@Powell
Są tam dwie elektrody w postaci płytek, którymi wyłożona jest "podłoga" w tym urządzeniu. Gdy szczur zacznie włazić do środka, to nadepnie na pierwszą płytkę, która uruchamia urządzenie. Gdy wejdzie głębiej w kierunku przynęty i nadepnie na drugą płytkę, to wtedy załącza się obwód elektryczny i przez szczurka, który staje się przewodnikiem, przechodzi prąd o napięciu kilku tysięcy voltów.

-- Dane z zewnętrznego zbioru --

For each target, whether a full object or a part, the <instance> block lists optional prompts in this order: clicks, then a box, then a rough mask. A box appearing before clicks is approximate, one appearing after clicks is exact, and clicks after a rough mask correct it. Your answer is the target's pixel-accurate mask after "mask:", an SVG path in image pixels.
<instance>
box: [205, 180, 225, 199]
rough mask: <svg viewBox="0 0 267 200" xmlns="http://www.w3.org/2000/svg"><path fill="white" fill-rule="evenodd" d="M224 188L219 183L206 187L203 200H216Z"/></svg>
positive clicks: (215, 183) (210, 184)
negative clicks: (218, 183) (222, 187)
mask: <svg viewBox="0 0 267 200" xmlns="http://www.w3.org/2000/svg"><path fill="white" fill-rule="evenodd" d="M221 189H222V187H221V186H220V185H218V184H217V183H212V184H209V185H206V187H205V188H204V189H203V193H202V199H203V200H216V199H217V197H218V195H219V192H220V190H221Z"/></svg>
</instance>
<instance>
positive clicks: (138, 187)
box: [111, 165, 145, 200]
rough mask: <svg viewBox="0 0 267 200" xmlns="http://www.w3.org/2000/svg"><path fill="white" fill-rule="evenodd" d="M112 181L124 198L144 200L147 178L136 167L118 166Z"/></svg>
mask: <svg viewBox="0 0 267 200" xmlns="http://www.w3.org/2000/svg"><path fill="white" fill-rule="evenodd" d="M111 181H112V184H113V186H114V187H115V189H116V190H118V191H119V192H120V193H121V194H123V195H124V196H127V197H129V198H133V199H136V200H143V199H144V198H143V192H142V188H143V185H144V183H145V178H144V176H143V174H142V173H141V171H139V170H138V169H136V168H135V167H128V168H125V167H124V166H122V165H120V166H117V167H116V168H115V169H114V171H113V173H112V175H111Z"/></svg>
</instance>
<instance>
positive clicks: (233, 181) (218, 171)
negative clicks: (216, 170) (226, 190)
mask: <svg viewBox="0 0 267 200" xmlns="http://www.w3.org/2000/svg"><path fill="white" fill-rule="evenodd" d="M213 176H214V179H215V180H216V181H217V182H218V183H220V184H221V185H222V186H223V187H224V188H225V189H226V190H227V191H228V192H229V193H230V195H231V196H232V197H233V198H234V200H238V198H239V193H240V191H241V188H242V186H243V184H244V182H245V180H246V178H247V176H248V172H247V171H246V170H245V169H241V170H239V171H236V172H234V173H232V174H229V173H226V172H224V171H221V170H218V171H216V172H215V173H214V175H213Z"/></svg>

Mam to urządzenie ale nie zdaje rezultatów. Myszy się łapią bez problemów, bo mysz jest głupia, ale szczura jeszcze nigdy nie złapałem. Szczur to cwana bestia, wyczuje niebezpieczeństwo i nie wejdzie do środka za cholerę. Próbowałem to nawet myć po każdej złapanej myszy, tak jak zaleca producent, ale i tak szczury nie wchodzą do środka. Poza tym te płytki z czasem zaczęły rdzewieć od płynów, które wydobywały się z martwych uśmierconych myszy (wiadomo, że w momencie śmierci puszczają zwieracze i pęcherz moczowy) i z tego powodu pułapka nieraz sama się załączała, mimo że w środku nic nie było. Także z mojego doświadczenia nie polecam tego urządzenia do likwidacji szczurów.